8 Easy ways to lose weight

  1. Limit Sugar - On average, Americans eat about 15 teaspoons of added sugar each day. This excess of added sugar usually hidden in various processed foods, so you may be consuming a lot of sugar without even realizing it. Minimizing your intake of added sugar is a great way to improve your diet and weight.
  2. Avoid Refined Simple Carbs - Refined carbs have had most of their beneficial nutrients and fiber removed. The refining process leaves nothing but easily digested simple carbs. Refined simple carbs rich diet spikes blood glucose and insulin level, which in turn leads to inflammatory chemicals released into the bloodstream.
  3. Eat Slowly - Faster eaters are much more likely to become obese, compared to those who eat more slowly. Slow eating helps the body to signal satiety, and you start to reduce your diet intake.
  4. Avoid unhealthy fats - Replace unhealthy Fat such as Trans fat with Coconut Oil or Ghee. Studies show coconut oil can boost your metabolism, while help you eat fewer calories. Ghee helps digestion and metabolism, thus help lower your body weight. However, too much of oil/ghee will rise your body weight.
  5. Get Enough Sleep - Studies have shown sleep-deprived people are 55% more chance to become obese than those who get enough sleep. Sound sleep is important for weight loss.
  6. Eat More Fiber - Fiber increases the feeling of fullness and promotes the release of satiety hormones. Thus you eat less naturally, even without your knowledge. Fiber feeds friendly gut bacteria; this has linked with a reduced risk of obesity. However, you should increase your fiber intake gradually in steps to avoid abdominal discomforts such as bloating, cramps and diarrhea.
  7. Do Cardio — Jogging, running, cycling, power walking or hiking can help burn more calories and improve mental & physical wellbeing and promote weight loss.
  8. Do Resistance Exercises - Loss of muscle mass is a side effect of dieting, then your body will start burning fewer calories than before. Weightlifting built-up muscles and thus burn more calories in a healthy way.

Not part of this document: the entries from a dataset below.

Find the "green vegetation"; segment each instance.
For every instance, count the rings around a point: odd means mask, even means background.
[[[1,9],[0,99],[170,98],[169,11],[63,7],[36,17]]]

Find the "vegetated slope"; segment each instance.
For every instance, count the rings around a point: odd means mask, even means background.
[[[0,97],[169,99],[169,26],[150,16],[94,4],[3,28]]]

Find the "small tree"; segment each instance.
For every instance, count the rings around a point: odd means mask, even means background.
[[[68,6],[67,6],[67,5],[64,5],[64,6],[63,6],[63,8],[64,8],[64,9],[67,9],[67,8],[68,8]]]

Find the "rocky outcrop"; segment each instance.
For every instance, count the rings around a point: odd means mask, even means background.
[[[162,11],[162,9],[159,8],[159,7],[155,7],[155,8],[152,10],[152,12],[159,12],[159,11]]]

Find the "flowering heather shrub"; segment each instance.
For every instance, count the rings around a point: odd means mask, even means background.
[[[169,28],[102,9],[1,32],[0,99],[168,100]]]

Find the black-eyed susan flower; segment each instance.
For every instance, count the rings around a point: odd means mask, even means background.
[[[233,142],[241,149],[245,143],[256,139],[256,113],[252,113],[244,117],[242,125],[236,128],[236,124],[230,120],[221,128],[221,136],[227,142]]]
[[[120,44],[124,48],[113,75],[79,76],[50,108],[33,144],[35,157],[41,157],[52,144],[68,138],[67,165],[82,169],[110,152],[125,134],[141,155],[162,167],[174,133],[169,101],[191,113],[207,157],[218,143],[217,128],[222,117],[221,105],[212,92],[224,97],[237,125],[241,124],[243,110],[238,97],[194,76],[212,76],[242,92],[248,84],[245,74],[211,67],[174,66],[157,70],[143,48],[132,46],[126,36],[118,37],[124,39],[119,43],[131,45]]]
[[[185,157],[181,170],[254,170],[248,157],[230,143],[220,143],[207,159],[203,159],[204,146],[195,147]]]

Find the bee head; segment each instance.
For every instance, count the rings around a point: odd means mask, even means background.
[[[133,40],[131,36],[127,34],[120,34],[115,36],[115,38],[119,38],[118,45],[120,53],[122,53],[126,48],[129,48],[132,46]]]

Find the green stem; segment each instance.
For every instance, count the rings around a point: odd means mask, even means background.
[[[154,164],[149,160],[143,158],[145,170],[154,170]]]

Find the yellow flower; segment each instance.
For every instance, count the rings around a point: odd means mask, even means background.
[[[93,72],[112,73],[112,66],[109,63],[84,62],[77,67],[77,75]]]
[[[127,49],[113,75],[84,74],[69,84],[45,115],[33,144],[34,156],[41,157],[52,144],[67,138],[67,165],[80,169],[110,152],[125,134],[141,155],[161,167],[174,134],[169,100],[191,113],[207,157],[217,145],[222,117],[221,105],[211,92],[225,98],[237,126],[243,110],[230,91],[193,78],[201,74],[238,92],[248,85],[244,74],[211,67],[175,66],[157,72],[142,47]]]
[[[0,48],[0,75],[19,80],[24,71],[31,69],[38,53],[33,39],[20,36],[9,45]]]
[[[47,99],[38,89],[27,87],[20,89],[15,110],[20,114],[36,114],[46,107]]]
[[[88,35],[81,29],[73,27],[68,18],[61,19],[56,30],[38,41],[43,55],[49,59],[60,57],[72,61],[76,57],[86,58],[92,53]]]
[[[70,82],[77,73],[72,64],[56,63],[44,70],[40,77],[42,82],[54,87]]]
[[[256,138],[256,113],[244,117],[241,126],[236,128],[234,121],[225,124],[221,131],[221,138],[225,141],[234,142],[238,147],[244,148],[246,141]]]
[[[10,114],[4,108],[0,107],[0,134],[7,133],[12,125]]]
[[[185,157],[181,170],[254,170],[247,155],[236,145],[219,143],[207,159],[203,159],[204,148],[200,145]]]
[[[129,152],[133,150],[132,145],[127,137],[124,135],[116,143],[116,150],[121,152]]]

6 Simple home remedies for weight loss

  1. Lemon Juice - Drink preferably unsweetened lemon juice (1/2 fruit squeezed in a glass of water) in the morning on an empty stomach. Lemon juice helps improve digestion and aids in detoxification. Good digestion is a most for weight loss.
  2. Apple Cider Vinegar - Drink one or two teaspoons of raw, unfiltered apple cider vinegar in a glass of water just before breakfast and dinner. It helps break down fat, prevents the accumulation of body fat, and thus lower weight.
  3. Aloe Vera - Aloe Vera stimulates the metabolism, increases energy consumption, mobilizes unused fat in the body and thus lower body weight.
  4. Green Tea - Replace soda or other drinks with green tea. Drink 3 to 4 cups of green tea daily help lose weight. You can combine it with ginger for more effective result.
  5. Hot Water Remedy - Switching from cold water to hot water can flush out the toxins from the vessels and boost metabolism, thus help lose weight easily.
  6. Ginger - Grate a little ginger and mix in some lime juice and Himalayan salt, chew this before meals help you lose weight.